Content-Transfer-Encoding: 8bit
Archived-At: <https://mailarchive.ietf.org/arch/msg/uta/qQlQP3jW62jwtunSs7ouJkvrCYQ>
Subject: Re: [Uta] Fwd: Last Call: <draft-elie-nntp-tls-recommendations-01.txt> (Use of Transport Layer Security (TLS) in the Network News Transfer Protocol (NNTP)) to Proposed Standard
X-BeenThere: uta@ietf.org
X-Mailman-Version: 2.1.17
Precedence: list
List-Id: UTA working group mailing list <uta.ietf.org>
List-Unsubscribe: <https://www.ietf.org/mailman/options/uta>, <mailto:uta-request@ietf.org?subject=unsubscribe>
List-Archive: <https://mailarchive.ietf.org/arch/browse/uta/>
List-Post: <mailto:uta@ietf.org>
List-Help: <mailto:uta-request@ietf.org?subject=help>
List-Subscribe: <https://www.ietf.org/mailman/listinfo/uta>, <mailto:uta-request@ietf.org?subject=subscribe>
X-List-Received-Date: Tue, 20 Dec 2016 21:31:07 -0000

Hi all,

> Last year, we spoke about a possible refresh of RFC 4642 (TLS with NNTP)
> to be consistent with the latest published RFCs about TLS, notably UTA
> BCP 195.
> I based my work on RFC 7590 (TLS with XMPP).
>
> In case you have any comments about the following document, that is now
> in Last Call stage, please tell.
>
>     https://tools.ietf.org/html/draft-elie-nntp-tls-recommendations-01
>
>
> I have especially two questions for UTA (Appendix E):

Here are wording proposals, that I shall integrate in the next revision 
of the draft.  In case you see something wrong, please do not hesitate 
to speak up.



> 1/    Should the following paragraph in Section 2.2.2 of [RFC4642]
>       remain as-is or should it be modernized with another wording?
>       (And which one?  or is it already done by the reference to
>       [RFC7525]?)
>
>> Quoting [RFC4642]:
>    Servers MUST be able to understand backwards-compatible TLS Client
>    Hello messages (provided that client_version is TLS 1.0 or later),
>    and clients MAY use backwards-compatible Client Hello messages.
>    Neither clients nor servers are required to actually support Client
>    Hello messages for anything other than TLS 1.0.  However, the TLS
>    extension for Server Name Indication ("server_name") [TLS-EXT] SHOULD
>    be implemented by all clients; it also SHOULD be implemented by any
>    server implementing STARTTLS that is known by multiple names.
>    (Otherwise, it is not possible for a server with several hostnames to
>    present the correct certificate to the client.)

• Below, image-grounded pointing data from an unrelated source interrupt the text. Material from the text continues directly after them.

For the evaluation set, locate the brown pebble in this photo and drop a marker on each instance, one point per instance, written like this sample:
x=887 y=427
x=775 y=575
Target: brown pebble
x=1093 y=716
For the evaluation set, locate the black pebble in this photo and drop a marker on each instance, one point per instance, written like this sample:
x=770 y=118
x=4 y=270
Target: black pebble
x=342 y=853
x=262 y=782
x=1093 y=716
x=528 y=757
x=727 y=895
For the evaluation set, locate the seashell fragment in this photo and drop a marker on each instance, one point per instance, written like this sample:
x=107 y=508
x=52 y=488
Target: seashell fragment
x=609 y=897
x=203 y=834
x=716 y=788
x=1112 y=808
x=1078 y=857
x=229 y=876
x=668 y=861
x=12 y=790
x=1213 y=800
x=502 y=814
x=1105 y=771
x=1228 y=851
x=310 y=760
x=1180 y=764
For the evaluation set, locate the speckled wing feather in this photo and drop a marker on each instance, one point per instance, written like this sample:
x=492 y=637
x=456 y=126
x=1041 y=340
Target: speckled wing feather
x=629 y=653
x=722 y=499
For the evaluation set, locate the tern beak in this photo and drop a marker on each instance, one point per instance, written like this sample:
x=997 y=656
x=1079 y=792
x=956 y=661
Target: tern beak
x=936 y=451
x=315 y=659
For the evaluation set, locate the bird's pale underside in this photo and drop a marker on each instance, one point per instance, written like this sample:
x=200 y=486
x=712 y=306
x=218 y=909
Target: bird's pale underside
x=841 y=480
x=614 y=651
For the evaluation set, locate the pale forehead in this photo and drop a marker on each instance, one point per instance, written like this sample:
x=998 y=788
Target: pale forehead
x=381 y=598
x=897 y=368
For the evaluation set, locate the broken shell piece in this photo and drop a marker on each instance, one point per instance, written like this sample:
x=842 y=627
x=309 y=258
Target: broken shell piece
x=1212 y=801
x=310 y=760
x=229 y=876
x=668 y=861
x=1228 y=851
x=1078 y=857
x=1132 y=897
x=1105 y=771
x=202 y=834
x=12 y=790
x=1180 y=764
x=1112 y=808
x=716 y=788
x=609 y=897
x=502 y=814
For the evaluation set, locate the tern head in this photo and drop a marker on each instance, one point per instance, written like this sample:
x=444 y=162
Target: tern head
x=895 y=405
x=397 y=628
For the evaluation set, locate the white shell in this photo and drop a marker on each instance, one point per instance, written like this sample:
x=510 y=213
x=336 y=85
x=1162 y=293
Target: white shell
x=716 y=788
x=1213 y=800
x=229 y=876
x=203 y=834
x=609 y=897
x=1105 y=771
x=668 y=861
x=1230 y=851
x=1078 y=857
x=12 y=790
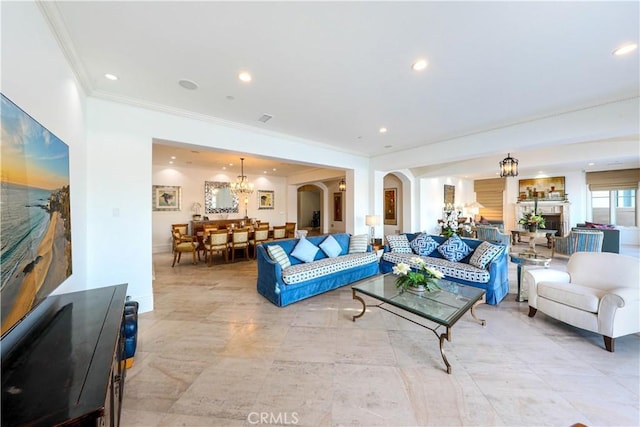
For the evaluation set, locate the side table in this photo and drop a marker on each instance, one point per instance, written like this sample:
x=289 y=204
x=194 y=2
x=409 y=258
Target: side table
x=526 y=258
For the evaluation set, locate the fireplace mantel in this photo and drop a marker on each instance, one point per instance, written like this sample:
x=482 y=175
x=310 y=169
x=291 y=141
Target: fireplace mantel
x=547 y=207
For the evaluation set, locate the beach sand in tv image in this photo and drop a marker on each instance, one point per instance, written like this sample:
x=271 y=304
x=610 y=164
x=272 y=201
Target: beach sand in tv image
x=35 y=229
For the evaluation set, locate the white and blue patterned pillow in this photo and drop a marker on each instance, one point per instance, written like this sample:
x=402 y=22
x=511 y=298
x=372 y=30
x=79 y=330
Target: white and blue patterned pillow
x=399 y=243
x=484 y=254
x=454 y=249
x=331 y=247
x=279 y=255
x=358 y=243
x=305 y=250
x=423 y=245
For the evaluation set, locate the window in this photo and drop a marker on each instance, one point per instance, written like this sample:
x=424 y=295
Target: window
x=614 y=207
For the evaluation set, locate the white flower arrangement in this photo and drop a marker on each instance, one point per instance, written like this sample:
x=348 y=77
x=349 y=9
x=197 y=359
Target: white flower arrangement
x=426 y=277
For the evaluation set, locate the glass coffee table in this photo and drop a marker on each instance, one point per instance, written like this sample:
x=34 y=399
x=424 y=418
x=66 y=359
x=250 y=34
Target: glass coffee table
x=443 y=307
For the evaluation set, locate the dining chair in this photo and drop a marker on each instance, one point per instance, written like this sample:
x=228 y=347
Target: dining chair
x=290 y=228
x=279 y=232
x=577 y=241
x=260 y=235
x=181 y=244
x=182 y=228
x=239 y=240
x=216 y=242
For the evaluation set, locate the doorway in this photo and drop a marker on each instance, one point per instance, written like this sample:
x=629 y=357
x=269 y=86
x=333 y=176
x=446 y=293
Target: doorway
x=310 y=209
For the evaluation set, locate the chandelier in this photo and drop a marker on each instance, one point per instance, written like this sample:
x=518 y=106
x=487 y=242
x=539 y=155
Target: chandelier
x=508 y=166
x=242 y=186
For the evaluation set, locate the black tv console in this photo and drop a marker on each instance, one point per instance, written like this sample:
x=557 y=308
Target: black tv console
x=62 y=365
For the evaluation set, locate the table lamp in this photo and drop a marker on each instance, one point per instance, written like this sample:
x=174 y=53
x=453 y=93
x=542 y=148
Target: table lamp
x=372 y=221
x=474 y=209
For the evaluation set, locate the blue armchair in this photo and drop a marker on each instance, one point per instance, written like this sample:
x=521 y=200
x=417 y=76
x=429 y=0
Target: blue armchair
x=578 y=241
x=492 y=234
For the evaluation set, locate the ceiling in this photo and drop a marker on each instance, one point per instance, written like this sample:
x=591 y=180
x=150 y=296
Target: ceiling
x=334 y=73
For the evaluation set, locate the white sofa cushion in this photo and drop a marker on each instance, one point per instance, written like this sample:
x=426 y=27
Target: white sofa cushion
x=331 y=247
x=571 y=294
x=305 y=250
x=459 y=270
x=302 y=272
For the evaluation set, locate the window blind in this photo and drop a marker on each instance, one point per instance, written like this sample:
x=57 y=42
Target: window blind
x=489 y=194
x=623 y=179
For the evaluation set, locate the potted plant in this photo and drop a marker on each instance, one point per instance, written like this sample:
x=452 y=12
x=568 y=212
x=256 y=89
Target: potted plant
x=532 y=221
x=426 y=279
x=196 y=208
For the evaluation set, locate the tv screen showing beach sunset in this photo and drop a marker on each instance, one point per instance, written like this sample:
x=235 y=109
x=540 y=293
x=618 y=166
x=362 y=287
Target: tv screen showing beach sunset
x=35 y=230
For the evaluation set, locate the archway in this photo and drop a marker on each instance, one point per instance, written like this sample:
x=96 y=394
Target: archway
x=310 y=208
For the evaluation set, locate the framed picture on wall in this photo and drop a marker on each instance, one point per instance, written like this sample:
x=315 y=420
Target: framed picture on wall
x=337 y=206
x=390 y=208
x=167 y=198
x=449 y=195
x=265 y=199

    The first two sentences are removed.  There is no special
    requirement for NNTP with regards to TLS Client Hello messages.
    Section 7.4.1.2 and Appendix E of [RFC5246] apply.

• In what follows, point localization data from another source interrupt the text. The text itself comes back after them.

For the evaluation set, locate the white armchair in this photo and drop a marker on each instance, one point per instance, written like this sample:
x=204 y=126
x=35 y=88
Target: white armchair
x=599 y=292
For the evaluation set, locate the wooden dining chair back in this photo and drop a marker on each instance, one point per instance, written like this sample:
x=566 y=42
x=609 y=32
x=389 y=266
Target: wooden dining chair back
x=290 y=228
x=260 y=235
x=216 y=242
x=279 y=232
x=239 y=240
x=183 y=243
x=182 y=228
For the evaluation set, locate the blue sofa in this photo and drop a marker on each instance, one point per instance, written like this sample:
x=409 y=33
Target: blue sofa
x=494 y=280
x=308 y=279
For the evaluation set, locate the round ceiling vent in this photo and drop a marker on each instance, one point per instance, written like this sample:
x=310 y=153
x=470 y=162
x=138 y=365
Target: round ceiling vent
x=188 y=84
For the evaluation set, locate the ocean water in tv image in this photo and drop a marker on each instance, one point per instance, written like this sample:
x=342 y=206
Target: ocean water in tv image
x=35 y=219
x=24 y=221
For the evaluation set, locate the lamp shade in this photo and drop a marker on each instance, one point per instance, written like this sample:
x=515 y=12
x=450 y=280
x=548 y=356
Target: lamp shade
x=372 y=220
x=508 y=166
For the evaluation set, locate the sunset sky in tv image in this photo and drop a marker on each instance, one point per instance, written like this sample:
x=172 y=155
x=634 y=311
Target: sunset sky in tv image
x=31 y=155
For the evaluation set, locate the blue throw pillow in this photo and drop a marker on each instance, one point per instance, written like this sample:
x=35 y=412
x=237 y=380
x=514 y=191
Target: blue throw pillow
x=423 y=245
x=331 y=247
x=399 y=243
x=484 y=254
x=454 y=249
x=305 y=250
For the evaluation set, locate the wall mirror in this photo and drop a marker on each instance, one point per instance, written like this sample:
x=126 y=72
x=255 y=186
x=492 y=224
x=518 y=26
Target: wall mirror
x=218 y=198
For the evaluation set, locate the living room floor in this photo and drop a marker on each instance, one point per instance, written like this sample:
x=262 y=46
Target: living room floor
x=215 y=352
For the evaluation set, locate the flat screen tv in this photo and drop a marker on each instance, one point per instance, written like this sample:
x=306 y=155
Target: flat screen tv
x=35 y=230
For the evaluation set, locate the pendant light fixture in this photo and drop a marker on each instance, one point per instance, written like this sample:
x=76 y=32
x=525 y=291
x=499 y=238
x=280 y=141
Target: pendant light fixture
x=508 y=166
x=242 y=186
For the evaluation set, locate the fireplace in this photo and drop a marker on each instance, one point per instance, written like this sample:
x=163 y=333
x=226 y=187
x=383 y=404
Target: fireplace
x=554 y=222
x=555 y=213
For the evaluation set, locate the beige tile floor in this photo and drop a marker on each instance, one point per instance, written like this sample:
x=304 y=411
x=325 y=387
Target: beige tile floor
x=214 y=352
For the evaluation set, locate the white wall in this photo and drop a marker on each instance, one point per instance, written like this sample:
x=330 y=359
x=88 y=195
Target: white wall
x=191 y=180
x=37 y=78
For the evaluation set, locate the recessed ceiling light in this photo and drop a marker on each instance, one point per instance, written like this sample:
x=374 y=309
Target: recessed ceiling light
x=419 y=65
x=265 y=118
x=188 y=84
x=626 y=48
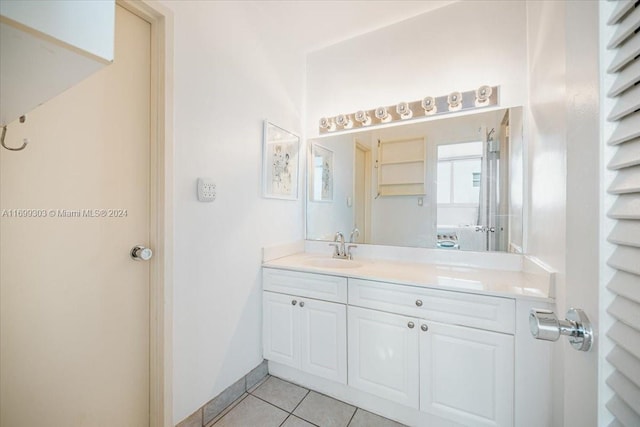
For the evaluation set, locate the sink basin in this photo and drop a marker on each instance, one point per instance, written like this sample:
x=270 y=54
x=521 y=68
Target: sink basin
x=333 y=263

    The last two sentences are removed.  Section 3.6 of [RFC7525] apply.


The consequence of the removal of the last two sentences is:

    o  NNTP implementations and deployments MUST support the Server Name
       Indication (SNI) extension defined in Section 3 of [RFC6066],
       contrary to Section 2.2.2 of [RFC4642] for which it was only a
       SHOULD.  All clients and servers known by multiple names MUST
       support the SNI extension, in conformance with Section 3.6 of
       [RFC7525].



> 2/    Should the paragraphs in Section 5 of [RFC4642] dealing with how
>       the client checks the server hostname and the binding between the
>       identity of servers and the public keys presented be modernized?
>       (Obsolete them in favour of [RFC6125] for instance?  or maybe
>       [RFC7525] is enough as it also points to [RFC6125])
>
>> Quoting [RFC4642]:
>    During the TLS negotiation, the client MUST check its understanding
>    of the server hostname against the server's identity as presented in
>    the server Certificate message, in order to prevent man-in-the-middle
>    attacks.  Matching is performed according to these rules:
[...]

I've seen in private with Peter Saint-Andre, who pointed me to the 
recently published RFC 7817 as a source of wording inspiration.
I'll have a look, though I am half-tempted to just keep the current RFC 
4642 wording for now.  I am under the impression that a separate RFC 
like RFC 7817 would be better.  (The current wording about certificate 
validation is still OK in RFC 4642, so there is currently no urgent need 
to update NNTP certificate validation to match RFC 6125, contrary to the 
other updates mentioned in the draft about RC4, TLS-level compression 
and strict TLS.)

-- 
Julien ÉLIE

« Ils ont coulé mon entreprise. » (les pirates, dans _Astérix_)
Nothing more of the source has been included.